Munster rugby legend Mick Galwey believes Anthony Foley would have to leave the province to progress if he is not given the lead role following Rob Penney’s departure.
Galwey skippered a Munster team that included both men in numerous huge European games and has a massive respect for Foley.
“Two years ago they considered that Axel still hadn’t enough experience for the number one position but time has moved on and he has been doing an outstanding job as forwards coach,” Galwey said. “And we saw how good he is and how well suited he is to the role of head coach when his Irish Wolfhounds recently beat the English Wolfhounds.
“Nobody knows the Munster game better than Anthony Foley. He was a great captain and memorably led the victorious Heineken Cup side in 2008. Since then he has turned to coaching without the slightest difficulty and I know for sure he has the respect and support of everybody associated with the team. It’s as simple as this, if he doesn’t get the job, he may well have no option but to look elsewhere and I believe that would be a great pity.”
Galwey believes Foley and Ronan O’Gara would form ‘a dream team’ to lead the team to even greater glory. While acknowledging O’Gara may prefer to develop his coaching career at Racing Metro, he believes the duo would be a popular choice.
“Any Munster player would be absolutely inspired to play under them; there surely wouldn’t be too many unhappy with that combination.
“And if Rog would prefer to wait, then there are several other excellent Irish coaches who could be considered. Take Eddie O’Sullivan. He would make an excellent option. He has the experience, he knows the game backwards, he is available and, what is more, he is a Munsterman.”
The news of Penney’s departure at the end of the season came as big a shock to Galwey as just about everyone else but he is confident the New Zealander will continue to do everything in his power over the coming months to ensure Munster finish the season on a high note.
“I have only met him a few times but he is a very professional man who knows he has a very big job still to do and will do it very well,” said Galwey.

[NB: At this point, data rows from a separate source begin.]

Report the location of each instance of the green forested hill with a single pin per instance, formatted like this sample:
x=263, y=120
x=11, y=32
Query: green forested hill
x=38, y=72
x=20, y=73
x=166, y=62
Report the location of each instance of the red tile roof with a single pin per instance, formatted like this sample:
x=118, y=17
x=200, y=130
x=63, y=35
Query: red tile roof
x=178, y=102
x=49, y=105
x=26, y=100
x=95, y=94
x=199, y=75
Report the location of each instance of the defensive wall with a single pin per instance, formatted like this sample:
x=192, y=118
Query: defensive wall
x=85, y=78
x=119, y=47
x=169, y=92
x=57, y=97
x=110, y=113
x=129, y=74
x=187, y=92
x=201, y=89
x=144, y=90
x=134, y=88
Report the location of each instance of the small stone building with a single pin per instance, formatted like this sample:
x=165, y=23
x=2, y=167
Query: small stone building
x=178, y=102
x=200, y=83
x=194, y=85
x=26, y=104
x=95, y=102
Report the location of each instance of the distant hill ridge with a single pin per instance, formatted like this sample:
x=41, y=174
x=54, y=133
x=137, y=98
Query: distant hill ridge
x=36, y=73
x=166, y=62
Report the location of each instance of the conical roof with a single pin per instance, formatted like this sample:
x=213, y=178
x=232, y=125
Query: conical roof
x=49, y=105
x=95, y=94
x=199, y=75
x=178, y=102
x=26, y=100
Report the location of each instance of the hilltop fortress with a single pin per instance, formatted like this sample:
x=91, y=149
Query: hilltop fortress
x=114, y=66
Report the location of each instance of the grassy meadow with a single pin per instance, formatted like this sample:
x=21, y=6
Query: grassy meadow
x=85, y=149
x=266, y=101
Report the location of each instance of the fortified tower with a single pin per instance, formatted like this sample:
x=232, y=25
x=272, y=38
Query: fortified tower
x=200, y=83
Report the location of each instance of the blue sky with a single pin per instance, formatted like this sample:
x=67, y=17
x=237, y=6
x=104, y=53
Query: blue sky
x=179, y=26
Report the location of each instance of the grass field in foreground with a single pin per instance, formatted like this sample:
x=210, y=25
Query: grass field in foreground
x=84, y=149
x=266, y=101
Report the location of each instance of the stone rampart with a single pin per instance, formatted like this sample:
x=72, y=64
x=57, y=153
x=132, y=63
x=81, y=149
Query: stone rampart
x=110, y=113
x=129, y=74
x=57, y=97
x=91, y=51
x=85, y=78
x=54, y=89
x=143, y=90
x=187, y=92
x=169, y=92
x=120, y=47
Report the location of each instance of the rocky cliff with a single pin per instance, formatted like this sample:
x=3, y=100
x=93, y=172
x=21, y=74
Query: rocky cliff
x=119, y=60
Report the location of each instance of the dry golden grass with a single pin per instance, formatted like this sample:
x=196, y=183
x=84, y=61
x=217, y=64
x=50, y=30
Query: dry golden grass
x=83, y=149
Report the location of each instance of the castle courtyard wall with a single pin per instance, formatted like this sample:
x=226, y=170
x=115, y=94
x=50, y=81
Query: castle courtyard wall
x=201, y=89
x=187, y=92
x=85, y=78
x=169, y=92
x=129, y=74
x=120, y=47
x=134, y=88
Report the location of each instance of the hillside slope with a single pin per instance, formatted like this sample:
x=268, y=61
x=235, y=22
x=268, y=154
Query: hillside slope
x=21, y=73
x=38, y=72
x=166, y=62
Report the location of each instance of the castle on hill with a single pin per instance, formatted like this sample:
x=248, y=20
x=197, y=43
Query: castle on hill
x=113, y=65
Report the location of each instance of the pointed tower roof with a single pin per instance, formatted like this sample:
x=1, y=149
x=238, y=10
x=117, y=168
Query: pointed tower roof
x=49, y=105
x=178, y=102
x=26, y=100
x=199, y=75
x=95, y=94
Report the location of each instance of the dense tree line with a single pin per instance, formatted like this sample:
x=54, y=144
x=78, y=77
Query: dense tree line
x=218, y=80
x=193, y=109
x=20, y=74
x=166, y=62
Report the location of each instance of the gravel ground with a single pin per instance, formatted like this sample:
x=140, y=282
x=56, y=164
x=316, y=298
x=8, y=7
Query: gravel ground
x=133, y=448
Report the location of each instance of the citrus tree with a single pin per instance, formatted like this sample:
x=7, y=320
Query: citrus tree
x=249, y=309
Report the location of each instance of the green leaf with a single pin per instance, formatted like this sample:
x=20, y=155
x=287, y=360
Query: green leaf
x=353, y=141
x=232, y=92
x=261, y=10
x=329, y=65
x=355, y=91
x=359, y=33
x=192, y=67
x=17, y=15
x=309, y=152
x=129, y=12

“People will understandably think this is not an ideal situation and that the departure of Penney and Simon Mannix may hinder on the team’s level of performance. But I don’t think so. That simply is not in the nature of a modern rugby team and in fact it may very well act as an incentive.”
4/11 Anthony Foley
Current forwards coach and former captain, the ex-Ireland No. 8 has served his time on the province’s staff since retiring in 2007 and has also cut his coaching teeth in the Ireland set-up, as stand-in forwards coach last season and head coach of the Irish Wolfhounds last month. Could form a respected and popular home ticket with highly-regarded skills coach Ian Costello.
8/1 Mike Ruddock
Ireland U20 head coach has plenty of experience, having coached Leinster between 1997 and 2000 as well as Wales to the country’s first Grand Slam in 27 years in 2005. Enjoyed limited success at Worcester before the Warriors were relegated from the English Premiership on his watch in 2010 but has since had a successful tenure of the Irish U20s. Also guided Lansdowne to last year’s AIL title.
8/1 Declan Kidney
The most impressive CV of them all, with the 2009 Six Nations Grand Slam and two Heineken Cups to his name but Kidney’s tenure as Ireland head coach fizzled out last season with the national team’s lowest ever Six Nations finish, fifth place. Currently director of sport at UCC, the rumour mill has linked Kidney with a return to rugby at London Irish but a return to the province he guided to European triumphs in 2006 and ’08 would be far more appealing.